Cansu Nazlı
cansunazli@yahoo.com
Temel sorun kişinin kendi kimliğini ve kendi kültürüne, toplumuna ve tarihine ilişkin gerçekleri diğer kimlikler, kültürler ve halkların gerçekliğiyle nasıl uzlaştıracağıdır. Bu, kişinin tercihini zaten kendisinin olandan yana yapmasıyla asla çözülemeyecek bir sorundur: "Bizim" kültürümüzün ihtişamı ya da "bizim" tarihimizdeki zaferler yüzünden şişinmek entelektüelin enerji harcamasına değmez; hele birçok toplumun hiçbir formüle indirgenemeyecek ölçüde farklı ırklardan ve tarihlerden oluştuğu günümüzde hiç değmez.
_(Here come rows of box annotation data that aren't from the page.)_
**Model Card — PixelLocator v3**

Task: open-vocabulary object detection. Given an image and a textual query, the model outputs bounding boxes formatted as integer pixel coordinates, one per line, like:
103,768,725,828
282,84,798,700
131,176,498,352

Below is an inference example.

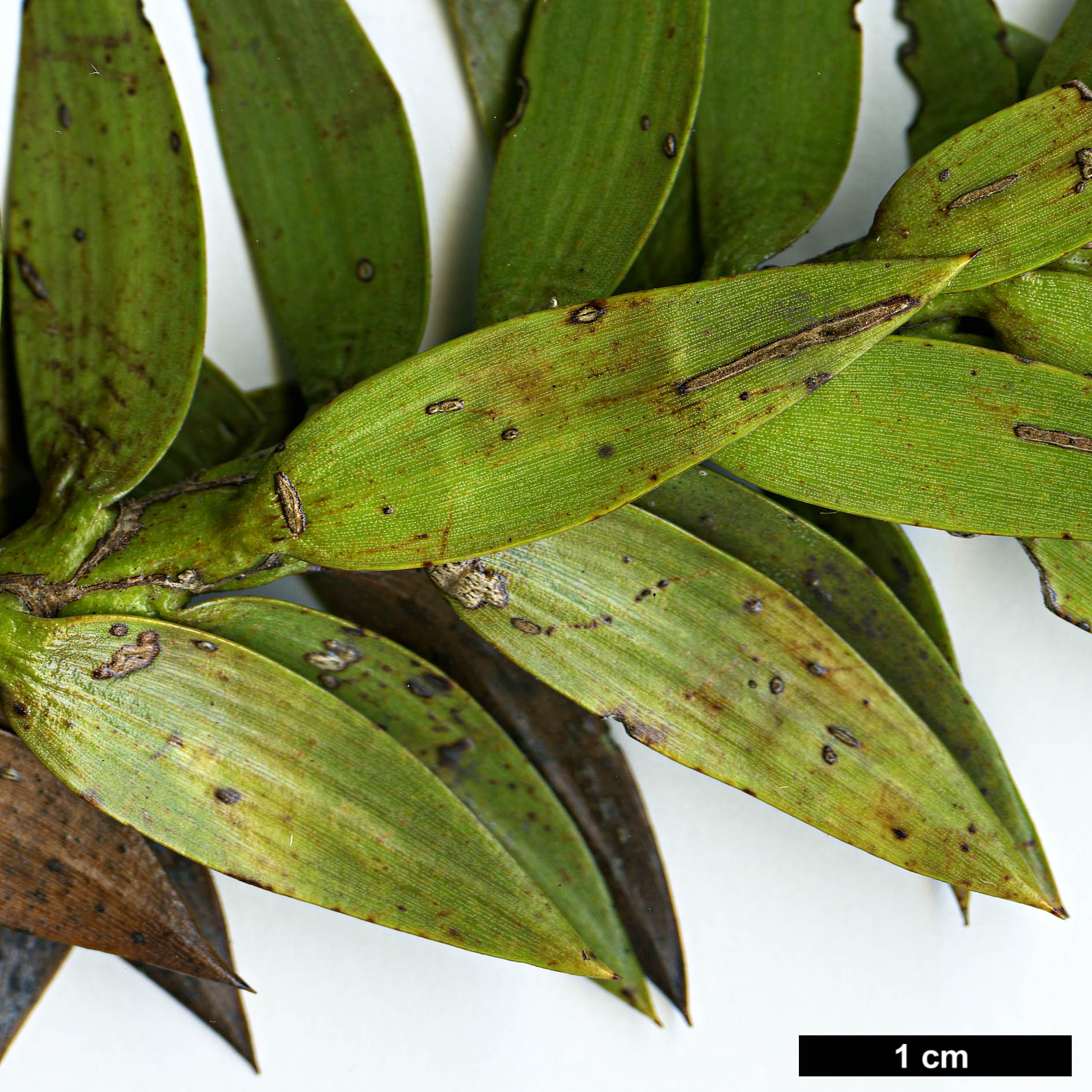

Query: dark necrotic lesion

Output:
676,295,920,394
Burada göstermeye çalıştığım gibi, entelektüellerin temsil eylemlerini gerçekleştirdikleri kamusal alan aşırı karmaşık bir niteliktedir ve rahatsız edici özellikler içerir; fakat, ancak entelektüelin, milletler ve bireyler arasında farklar olmasına izin verirken aynı zamanda bu farkları gizli hiyerarşilere, tercihlere ve değerlendirmelere tâbi tutmayan bir adalet ve hakkaniyet kavrayışına sarsılmaz bir inanç duyması halinde, bu alana etkili bir müdahalede bulunmanın bir anlamı olabilir. Bugün herkes için eşitlikten ve uyumdan dem vuran liberal dili kullanmayan yok. Entelektüelin sorunu ise bu kavramları, eşitlik ve adalet lâfları ile o kadar da hoş olmayan gerçeklik arasındaki uçurumun son derece büyük olduğu fiili durumlarla ilişkilendirmektir.